The DC Chapter of SLA and ResearchConnect (part of Elsevier) presented a one-day event on Wed., Oct. 27th, 2010. It was called:
Impact and Productivity Measurements in a Changing Research Environment
The 8 speakers came from around the globe and by the end of the day I felt like I was (temporarily) caught up with the fast-moving world of productivity measurements. A few comments about the speakers I enjoyed the most.
Dr. Henk Moed, Senior Scientific Advisor at Elsevier
The Use of Bibliometric Indicators in Research Evaluation: A Critical Overview
Henk provided a wonderful overview and emphasized the fact that numbers can indicate productivity but humans have to do the actual evaluation of faculty, departments, or institutions. He also pointed out that the metrics can be (and have been) manipulated.
Dr. Jevin West, Eigenfactor.org and Dept of Biology, Univ of Washington
The Eigenfactor Metrics: A Network Approach to Assessing Scholarly Journals
His interest in network biology got him interested in the citation network. He believes that understanding the citation network will help us with evaluating and navigating scholarship. Eigenfactor has expanded its data recently to include JSTOR. They are working on hierarchical maps now.
Dr. Frank Krell, Entomology Dept. of Zoology, Denver Museum of Nature and Science
Should Editors Influence Journal Impact Factors?
This was a VERY interesting and slightly depressing talk. His description of how editors could manipulate their journal impact factors was revealing. But the grey areas were cool. Isn't an editor hired to promote the journal? Shouldn't the editor take actions that make the journal more visible in the field? And his discussion of what a citation actually means just fed my fear that this is all a numbers game. Sometimes authors cite a work because someone else cited it; not because they read it. If an author needs to cite a work, but has 7 works that could be cited, how does she choose? Does a citation really indicate quality or popularity?
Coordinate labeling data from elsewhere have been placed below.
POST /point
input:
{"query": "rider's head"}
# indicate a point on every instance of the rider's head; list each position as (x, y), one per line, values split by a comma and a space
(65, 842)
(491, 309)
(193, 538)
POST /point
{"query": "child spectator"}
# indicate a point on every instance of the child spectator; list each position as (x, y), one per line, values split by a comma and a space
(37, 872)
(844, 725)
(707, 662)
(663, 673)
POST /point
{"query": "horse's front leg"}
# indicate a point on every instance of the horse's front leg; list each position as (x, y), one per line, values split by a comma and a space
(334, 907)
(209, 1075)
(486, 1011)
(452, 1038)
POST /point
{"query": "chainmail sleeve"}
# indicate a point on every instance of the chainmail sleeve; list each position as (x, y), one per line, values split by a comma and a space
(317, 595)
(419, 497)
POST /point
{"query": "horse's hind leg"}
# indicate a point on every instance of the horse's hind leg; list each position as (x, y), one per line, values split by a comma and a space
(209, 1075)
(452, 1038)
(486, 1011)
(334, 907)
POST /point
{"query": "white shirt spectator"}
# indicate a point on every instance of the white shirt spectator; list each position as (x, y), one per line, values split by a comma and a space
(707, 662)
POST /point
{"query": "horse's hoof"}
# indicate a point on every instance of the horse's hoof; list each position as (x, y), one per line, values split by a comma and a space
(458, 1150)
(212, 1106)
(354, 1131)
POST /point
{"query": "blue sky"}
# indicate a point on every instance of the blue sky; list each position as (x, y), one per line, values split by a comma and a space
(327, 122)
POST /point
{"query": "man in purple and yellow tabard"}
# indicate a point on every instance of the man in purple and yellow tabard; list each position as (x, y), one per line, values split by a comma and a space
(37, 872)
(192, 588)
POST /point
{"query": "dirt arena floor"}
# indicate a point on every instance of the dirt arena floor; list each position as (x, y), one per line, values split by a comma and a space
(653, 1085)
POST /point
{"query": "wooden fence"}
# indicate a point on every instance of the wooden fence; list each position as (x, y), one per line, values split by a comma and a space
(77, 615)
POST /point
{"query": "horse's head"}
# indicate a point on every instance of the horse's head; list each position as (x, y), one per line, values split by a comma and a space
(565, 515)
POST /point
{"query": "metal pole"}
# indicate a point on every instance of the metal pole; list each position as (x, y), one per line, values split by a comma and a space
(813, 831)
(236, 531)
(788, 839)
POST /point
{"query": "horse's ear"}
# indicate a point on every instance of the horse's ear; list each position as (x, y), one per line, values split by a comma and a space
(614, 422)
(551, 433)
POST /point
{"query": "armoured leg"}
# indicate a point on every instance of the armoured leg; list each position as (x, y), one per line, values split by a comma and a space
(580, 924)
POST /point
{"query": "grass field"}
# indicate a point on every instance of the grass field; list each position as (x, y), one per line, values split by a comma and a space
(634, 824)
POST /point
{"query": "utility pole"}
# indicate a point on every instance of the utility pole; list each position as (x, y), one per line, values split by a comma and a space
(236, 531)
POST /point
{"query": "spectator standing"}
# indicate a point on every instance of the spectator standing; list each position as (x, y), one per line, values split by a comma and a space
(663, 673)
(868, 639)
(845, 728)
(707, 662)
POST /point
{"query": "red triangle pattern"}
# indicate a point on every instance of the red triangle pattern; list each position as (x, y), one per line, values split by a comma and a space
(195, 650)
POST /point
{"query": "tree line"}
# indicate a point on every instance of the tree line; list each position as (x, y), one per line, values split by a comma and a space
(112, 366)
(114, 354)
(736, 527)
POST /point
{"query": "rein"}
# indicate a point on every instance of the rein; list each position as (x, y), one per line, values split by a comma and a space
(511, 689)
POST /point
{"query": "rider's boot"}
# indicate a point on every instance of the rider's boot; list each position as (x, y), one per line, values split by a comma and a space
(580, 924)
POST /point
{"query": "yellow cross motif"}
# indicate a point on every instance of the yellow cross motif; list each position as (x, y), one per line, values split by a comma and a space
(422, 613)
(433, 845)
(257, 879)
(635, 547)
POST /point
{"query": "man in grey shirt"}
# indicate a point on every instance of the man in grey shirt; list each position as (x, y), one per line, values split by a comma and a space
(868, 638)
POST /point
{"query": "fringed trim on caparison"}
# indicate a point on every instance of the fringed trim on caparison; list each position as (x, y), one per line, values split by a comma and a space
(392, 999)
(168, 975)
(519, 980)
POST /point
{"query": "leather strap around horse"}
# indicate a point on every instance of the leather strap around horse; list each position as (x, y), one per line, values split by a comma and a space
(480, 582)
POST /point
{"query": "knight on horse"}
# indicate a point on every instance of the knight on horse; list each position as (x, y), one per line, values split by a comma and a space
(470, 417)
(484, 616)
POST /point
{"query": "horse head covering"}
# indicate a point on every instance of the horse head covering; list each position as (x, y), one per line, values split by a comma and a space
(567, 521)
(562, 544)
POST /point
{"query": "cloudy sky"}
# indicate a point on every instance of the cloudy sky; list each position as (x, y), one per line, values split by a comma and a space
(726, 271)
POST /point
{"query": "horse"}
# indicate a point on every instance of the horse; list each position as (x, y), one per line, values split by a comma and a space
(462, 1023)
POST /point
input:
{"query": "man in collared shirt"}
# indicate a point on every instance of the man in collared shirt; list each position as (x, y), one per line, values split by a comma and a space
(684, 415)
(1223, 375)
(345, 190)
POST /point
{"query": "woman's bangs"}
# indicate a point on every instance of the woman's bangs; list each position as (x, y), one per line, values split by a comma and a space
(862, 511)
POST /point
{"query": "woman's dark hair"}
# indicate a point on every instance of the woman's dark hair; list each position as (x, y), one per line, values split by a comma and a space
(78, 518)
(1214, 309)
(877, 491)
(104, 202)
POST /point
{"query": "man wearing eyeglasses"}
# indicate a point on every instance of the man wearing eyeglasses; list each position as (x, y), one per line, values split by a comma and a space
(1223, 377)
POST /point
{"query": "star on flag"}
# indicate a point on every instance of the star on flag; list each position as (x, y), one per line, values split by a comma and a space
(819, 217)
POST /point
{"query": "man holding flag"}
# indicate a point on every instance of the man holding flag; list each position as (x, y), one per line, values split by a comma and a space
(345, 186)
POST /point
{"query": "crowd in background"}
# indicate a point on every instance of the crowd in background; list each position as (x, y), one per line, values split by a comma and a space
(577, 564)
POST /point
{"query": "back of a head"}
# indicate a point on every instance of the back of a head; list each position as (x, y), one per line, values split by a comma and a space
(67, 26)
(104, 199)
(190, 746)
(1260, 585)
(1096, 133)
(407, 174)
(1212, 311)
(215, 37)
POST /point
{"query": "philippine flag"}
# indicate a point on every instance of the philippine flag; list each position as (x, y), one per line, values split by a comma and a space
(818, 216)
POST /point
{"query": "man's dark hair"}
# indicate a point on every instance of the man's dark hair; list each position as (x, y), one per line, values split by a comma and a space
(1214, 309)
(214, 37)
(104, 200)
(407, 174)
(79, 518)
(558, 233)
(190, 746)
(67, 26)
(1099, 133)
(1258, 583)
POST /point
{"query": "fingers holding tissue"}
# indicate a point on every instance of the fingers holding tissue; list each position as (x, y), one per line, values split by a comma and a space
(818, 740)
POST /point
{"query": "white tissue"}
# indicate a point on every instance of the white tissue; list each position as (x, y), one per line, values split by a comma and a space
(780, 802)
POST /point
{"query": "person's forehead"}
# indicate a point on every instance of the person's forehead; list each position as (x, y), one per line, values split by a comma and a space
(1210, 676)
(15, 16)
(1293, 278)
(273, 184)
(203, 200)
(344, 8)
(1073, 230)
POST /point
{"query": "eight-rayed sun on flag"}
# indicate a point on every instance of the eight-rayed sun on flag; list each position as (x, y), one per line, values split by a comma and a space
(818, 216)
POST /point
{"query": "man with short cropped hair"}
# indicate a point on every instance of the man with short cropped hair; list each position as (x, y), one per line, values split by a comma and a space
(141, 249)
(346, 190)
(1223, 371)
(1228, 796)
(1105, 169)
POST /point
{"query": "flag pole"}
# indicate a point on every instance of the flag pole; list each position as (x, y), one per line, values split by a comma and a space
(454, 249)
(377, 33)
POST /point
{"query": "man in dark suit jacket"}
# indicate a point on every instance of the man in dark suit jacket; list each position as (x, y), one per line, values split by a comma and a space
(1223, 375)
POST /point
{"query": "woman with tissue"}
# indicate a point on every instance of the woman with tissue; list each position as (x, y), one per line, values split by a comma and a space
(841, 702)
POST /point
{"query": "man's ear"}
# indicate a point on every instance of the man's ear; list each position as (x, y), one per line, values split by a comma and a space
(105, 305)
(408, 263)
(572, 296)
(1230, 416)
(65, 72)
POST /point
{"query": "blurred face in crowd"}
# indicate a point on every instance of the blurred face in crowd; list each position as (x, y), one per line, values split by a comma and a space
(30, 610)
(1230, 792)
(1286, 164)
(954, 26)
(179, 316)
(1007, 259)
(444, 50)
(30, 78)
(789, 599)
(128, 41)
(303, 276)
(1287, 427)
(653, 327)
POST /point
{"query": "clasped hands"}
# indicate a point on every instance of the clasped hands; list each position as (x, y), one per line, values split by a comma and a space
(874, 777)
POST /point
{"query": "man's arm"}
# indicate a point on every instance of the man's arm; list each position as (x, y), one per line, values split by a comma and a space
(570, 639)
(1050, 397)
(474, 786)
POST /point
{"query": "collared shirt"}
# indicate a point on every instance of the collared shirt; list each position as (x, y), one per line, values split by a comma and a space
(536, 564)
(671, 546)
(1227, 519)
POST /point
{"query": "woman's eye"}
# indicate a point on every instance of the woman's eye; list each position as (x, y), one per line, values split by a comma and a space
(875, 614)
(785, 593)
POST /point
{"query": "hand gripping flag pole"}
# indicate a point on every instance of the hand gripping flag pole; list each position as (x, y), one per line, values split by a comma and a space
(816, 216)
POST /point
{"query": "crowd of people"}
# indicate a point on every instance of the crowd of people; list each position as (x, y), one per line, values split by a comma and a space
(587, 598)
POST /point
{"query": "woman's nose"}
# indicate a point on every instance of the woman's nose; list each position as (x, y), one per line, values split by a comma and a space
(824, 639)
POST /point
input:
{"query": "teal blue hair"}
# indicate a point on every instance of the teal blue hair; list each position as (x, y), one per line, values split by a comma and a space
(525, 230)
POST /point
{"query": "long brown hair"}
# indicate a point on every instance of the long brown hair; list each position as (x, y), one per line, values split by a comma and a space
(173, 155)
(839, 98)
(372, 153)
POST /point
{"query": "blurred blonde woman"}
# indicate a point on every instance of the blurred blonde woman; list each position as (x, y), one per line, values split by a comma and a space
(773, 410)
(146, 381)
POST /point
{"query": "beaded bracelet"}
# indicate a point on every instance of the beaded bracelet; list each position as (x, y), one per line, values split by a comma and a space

Dr. Sidney Redner, Physics Dept. Boston University
A Physicist's Perspective on Citation Analysis
Statistical physicists seem to like citation analysis. Dr. Redner echoed some of what Dr. Moed said earlier, you can play with the numbers, but you still need to understand someone's research in order to evaluate it. He walked through math that he said proves the h-index is directly tied to the number of citations a paper receives and doesn't add anything to the discussion of citation analysis. I've added a line to the Scholarly Metrics journal to point out that not everyone thinks the h-index is the bees' knees.